The East Ridge City Council on Thursday night voted 4-1 to send a letter of intent to the Army Corps of Engineers asking that the Corps proceed with a study of the city's flooding problems.
Vice Mayor Jim Bethune voted no, while noting there were two previous studies and the city did not go forward either time because it did not have the money for its share of the fix.
Thomas Herbert of the Army Corps of Engineers project planning branch in Nashville said the maximum amount of any project to come out of the study would be in the range of $10 million. He noted that a $33 million figure in 1999 was for the construction of a levee.
He said that would not be one of the current options, but the fix would be such items as improving stream flow and improving water storage capacity.
The estimated study cost would be between $600,000 and $900,000, he said. A portion would be federally funded and there would need to be a local match.
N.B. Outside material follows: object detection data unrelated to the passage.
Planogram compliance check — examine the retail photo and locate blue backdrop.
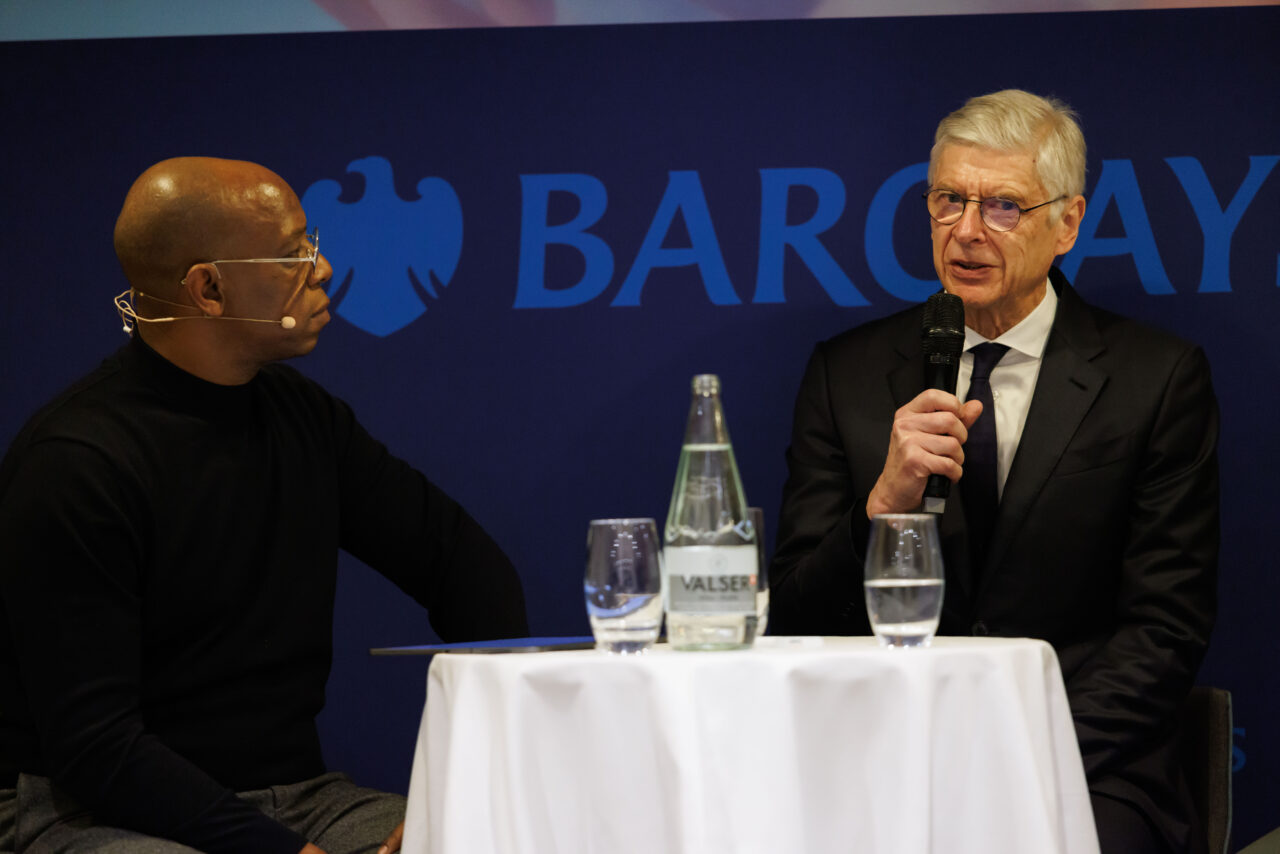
[0,8,1280,841]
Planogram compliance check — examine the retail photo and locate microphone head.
[920,291,964,356]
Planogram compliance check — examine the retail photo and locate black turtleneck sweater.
[0,338,527,854]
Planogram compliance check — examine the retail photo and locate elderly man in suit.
[771,91,1219,854]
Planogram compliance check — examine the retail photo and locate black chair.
[1178,685,1231,854]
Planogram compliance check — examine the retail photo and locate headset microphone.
[113,288,298,333]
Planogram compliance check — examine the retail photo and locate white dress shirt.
[956,283,1057,497]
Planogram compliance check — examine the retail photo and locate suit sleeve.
[769,344,870,635]
[332,399,529,643]
[1068,348,1219,778]
[0,440,306,854]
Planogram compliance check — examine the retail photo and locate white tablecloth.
[403,638,1098,854]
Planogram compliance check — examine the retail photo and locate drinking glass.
[582,519,662,654]
[863,513,943,647]
[746,507,769,638]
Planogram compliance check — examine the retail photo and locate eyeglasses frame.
[923,187,1070,234]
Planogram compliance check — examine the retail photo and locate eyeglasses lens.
[982,198,1023,232]
[928,189,1023,232]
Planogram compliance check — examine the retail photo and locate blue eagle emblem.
[302,157,462,337]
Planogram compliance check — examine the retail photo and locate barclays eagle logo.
[302,157,462,337]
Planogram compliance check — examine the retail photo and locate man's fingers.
[378,822,404,854]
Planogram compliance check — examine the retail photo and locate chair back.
[1178,685,1231,854]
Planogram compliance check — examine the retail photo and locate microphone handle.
[920,353,960,516]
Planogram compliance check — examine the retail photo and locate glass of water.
[582,519,662,654]
[746,507,769,638]
[863,513,943,647]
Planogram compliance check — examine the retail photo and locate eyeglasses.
[924,189,1066,232]
[207,228,320,273]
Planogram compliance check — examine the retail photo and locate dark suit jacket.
[769,269,1219,850]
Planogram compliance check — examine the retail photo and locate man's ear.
[1053,196,1084,255]
[182,264,227,318]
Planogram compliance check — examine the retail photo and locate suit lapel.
[982,277,1107,589]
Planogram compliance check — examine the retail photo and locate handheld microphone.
[920,291,964,515]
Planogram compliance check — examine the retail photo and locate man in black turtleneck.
[0,157,527,854]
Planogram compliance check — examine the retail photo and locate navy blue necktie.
[960,342,1009,576]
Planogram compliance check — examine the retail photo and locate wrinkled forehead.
[928,142,1042,192]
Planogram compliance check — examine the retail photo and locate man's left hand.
[378,822,404,854]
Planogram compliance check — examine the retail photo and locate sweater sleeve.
[0,440,306,854]
[330,398,529,643]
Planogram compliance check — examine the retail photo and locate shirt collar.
[964,282,1057,359]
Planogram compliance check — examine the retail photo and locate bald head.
[115,157,298,294]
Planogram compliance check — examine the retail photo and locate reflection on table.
[403,638,1098,854]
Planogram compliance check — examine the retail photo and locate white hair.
[929,88,1084,216]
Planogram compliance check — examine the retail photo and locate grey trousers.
[0,773,404,854]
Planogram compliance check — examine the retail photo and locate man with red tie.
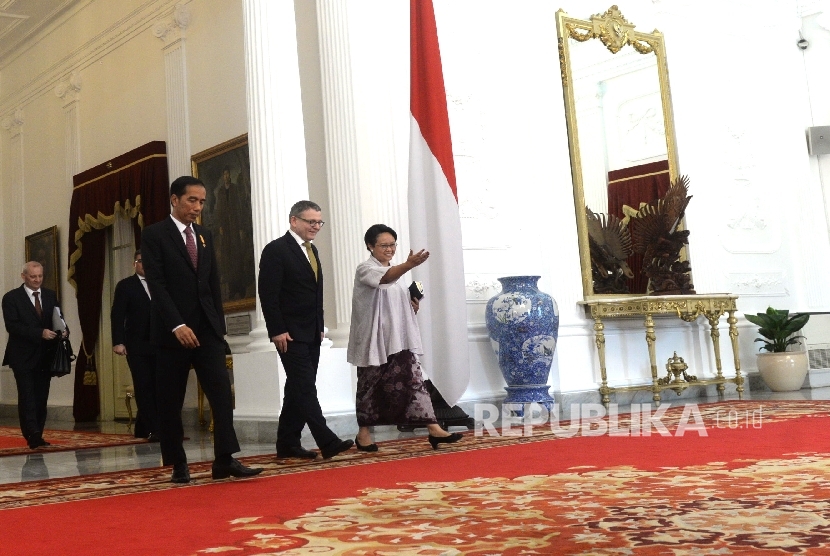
[141,176,262,483]
[3,261,64,450]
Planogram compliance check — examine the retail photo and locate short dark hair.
[170,176,205,197]
[363,224,398,251]
[288,201,323,218]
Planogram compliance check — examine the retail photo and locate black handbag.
[49,338,75,376]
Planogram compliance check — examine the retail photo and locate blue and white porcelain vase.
[485,276,559,409]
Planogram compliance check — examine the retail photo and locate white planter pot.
[758,351,809,392]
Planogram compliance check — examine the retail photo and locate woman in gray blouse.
[346,224,462,452]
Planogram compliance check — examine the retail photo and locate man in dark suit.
[110,249,159,442]
[259,201,354,459]
[3,261,69,449]
[141,176,262,483]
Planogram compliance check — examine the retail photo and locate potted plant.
[745,307,810,392]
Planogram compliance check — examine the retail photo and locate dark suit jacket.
[3,285,58,370]
[110,274,153,355]
[141,217,225,347]
[258,232,323,343]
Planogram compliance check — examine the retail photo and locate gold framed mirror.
[556,6,686,300]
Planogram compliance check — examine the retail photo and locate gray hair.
[20,261,43,275]
[288,201,323,218]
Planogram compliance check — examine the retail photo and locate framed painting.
[26,226,61,301]
[191,134,256,314]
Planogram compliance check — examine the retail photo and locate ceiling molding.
[0,0,180,114]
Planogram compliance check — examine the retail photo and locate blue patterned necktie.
[303,241,317,280]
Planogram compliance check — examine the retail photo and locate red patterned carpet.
[0,402,830,556]
[0,427,147,457]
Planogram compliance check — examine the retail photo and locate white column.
[55,72,81,191]
[153,4,192,181]
[0,108,26,284]
[242,0,316,352]
[317,0,366,347]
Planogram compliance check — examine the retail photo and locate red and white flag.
[409,0,470,406]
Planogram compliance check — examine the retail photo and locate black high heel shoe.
[354,436,378,452]
[429,432,464,450]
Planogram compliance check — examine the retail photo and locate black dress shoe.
[170,463,190,484]
[354,437,378,452]
[429,432,464,450]
[320,440,354,459]
[277,446,317,459]
[28,434,51,450]
[210,458,263,479]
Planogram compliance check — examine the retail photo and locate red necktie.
[32,292,43,318]
[184,226,199,268]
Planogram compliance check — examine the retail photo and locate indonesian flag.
[409,0,470,406]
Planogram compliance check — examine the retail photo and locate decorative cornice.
[55,71,81,107]
[153,4,190,46]
[0,0,181,114]
[0,108,23,137]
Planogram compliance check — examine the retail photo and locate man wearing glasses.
[110,249,159,442]
[259,201,354,459]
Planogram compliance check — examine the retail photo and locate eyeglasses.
[294,216,325,228]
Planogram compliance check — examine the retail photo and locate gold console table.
[579,294,744,407]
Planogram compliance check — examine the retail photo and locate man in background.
[2,261,69,450]
[110,249,159,442]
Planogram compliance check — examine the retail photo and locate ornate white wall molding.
[0,0,177,114]
[465,275,501,303]
[153,4,191,45]
[55,72,81,188]
[0,108,23,137]
[55,71,81,108]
Councilman Larry Sewell said he wanted to proceed with the study. He said, "A lot of people out here are tired of getting flooded."
Councilman Denny Manning said he is included, noting that in the 2009 flood his house had four feet of water inside. There was eight feet of water in his garage.
Councilman Marc Gravitt said dredging the creeks would bring much relief, but Councilman Manning said that would never be allowed "because it would kill the fish and the snail darters."
Mr. Herbert said 80 percent of the water affecting the city's flooding problems originates outside the city limits, including in sections of Georgia.
He said there was a possibility of two Georgia counties participating in the flood study.
Mayor Brent Lambert said in the 2009 flood that East Ridge did not get that much rain, but there were downpours in North Georgia that caused the city to be swamped.
Mr. Herbert said about 450 East Ridge households are in the 100-year flood plain.